Sam Jay’s 3 In The Morning is a fantastic hour of stand-up that crushes many boundaries and norms in comedy. But when the comedian goes into a bit about trans women playing football or being better at fighting, it just doesn’t hit the same — in large part because it simply doesn’t hold up to the execution of the show’s first half. The first 30 minutes of the special showed us that Jay is smarter than the intellectual laziness it took to make those jokes.
Comedians don’t even need to listen to the “think piece writers” or “cancel culture bloggers” or any other imaginary critics. They can simply listen to their audiences. Just hearing the deafening silence after Burr’s cancel-culture bit and the muted laughter at Jay’s trans material should tell them that their jokes just aren’t landing. But in cases like these, comics seem determined to prove audiences wrong and are violating a central pillar of comedy in the process.
The entire reason comedians workshop their jokes, doing small-club tours, or surprise appearances is to make their material better.

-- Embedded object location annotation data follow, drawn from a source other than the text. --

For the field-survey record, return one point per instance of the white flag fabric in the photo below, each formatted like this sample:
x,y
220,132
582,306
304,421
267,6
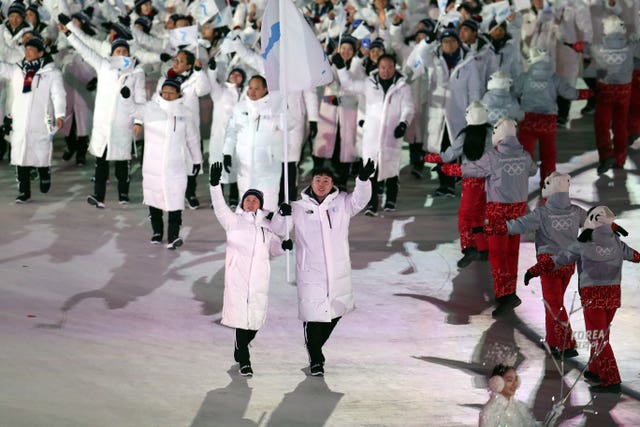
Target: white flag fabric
x,y
224,18
203,10
183,36
362,32
303,59
415,61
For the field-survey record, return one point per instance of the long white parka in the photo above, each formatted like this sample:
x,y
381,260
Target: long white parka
x,y
255,142
323,263
34,113
250,242
450,93
384,113
113,117
170,145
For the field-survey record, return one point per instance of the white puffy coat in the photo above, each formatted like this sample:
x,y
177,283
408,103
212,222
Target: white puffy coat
x,y
323,264
345,114
255,142
113,118
225,97
34,113
195,86
384,113
170,144
450,92
250,242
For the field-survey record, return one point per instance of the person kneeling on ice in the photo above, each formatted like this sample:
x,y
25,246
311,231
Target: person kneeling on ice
x,y
169,135
556,225
507,169
250,243
599,253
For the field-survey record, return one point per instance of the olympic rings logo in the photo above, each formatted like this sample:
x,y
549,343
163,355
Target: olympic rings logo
x,y
562,224
513,169
604,251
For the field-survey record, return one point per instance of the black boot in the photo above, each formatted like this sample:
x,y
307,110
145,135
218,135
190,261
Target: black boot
x,y
45,179
505,304
81,154
470,255
72,146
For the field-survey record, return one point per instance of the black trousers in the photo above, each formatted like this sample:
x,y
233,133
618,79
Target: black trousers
x,y
315,335
24,178
292,168
102,174
445,180
157,223
241,346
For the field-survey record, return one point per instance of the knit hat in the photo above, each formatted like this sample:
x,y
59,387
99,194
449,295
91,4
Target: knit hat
x,y
122,31
252,192
350,40
555,183
379,43
471,24
538,55
449,32
119,43
173,83
503,129
145,22
37,42
17,7
476,114
612,24
241,71
499,80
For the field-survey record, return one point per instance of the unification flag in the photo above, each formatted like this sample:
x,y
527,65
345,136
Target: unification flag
x,y
303,60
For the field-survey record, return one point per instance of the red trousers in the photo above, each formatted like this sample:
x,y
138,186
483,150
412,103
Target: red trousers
x,y
600,304
557,325
612,112
503,248
633,128
471,214
541,127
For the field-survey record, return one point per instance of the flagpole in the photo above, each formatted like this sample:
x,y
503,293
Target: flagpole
x,y
284,121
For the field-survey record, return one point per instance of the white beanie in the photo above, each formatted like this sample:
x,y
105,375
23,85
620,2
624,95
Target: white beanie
x,y
612,24
504,128
538,55
555,183
476,114
598,216
499,80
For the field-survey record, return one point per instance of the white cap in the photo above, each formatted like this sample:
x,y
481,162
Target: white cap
x,y
499,80
555,183
612,24
537,55
599,216
476,114
504,128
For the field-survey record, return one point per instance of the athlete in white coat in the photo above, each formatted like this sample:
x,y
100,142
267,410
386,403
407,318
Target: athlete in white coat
x,y
37,109
225,96
193,84
320,220
389,111
255,142
171,144
112,133
250,244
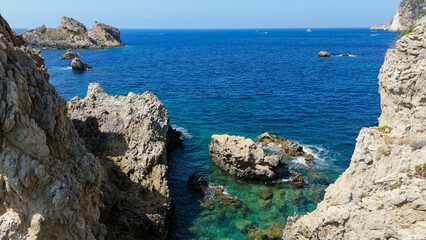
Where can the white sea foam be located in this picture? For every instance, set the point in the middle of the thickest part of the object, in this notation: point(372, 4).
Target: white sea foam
point(183, 131)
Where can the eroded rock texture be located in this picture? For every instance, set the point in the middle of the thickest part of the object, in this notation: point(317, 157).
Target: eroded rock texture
point(408, 13)
point(128, 134)
point(382, 193)
point(49, 182)
point(242, 158)
point(73, 35)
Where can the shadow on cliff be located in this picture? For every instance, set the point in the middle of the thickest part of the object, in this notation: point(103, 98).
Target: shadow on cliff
point(131, 210)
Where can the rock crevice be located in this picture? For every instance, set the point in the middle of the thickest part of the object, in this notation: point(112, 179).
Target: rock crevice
point(407, 14)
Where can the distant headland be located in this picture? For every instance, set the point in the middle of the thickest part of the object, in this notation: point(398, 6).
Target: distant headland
point(407, 14)
point(72, 34)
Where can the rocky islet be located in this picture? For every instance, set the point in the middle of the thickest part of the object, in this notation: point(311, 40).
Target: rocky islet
point(72, 34)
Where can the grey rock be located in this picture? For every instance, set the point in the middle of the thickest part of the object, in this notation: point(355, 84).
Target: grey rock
point(128, 134)
point(197, 182)
point(381, 194)
point(73, 35)
point(324, 54)
point(242, 158)
point(50, 182)
point(408, 13)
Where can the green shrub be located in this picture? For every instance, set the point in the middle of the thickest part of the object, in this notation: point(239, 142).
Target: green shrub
point(405, 32)
point(385, 129)
point(72, 31)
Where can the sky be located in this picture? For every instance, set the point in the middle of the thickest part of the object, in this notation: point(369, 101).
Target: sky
point(201, 14)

When audiences respond negatively, comedians either fix their jokes or scrap them altogether. But now comedians have abandoned that principle because they feel like they know what’s funny regardless of how audiences react — that their punchlines are suddenly beyond reproach, and anything that falls under the umbrella of “cancel culture” is hilarious on principle alone. Anyone who disagrees is just too sensitive.
Cancel culture isn’t ruining comedy, mostly because cancel culture doesn’t actually exist. Nobody gets canceled in the way that people who complain about cancel culture think people get canceled. Kevin Hart didn’t get canceled. Dave Chappelle didn’t get canceled. It just doesn’t happen. What comedians mean by “canceled” is more like “held accountable.” What they see as the end of their careers is simply a demand that they have the simple decency of reckoning with the harm they cause others, especially marginalized communities. That’s just basic humanity.
So, no, it’s not cancel culture that’s ruining comedy — it’s comedians’ reactions to cancel culture. Instead of trying to rage against the natural reactions of their audiences, they should maybe listen to that real-time feedback and focus on making viewers laugh more than convincing them they need to change to enjoy jokes. Funny shit is still funny; when Issa Rae hosts SNL tomorrow night, we’ll hopefully see that. But sometimes the other stuff needs to get left in the drafts.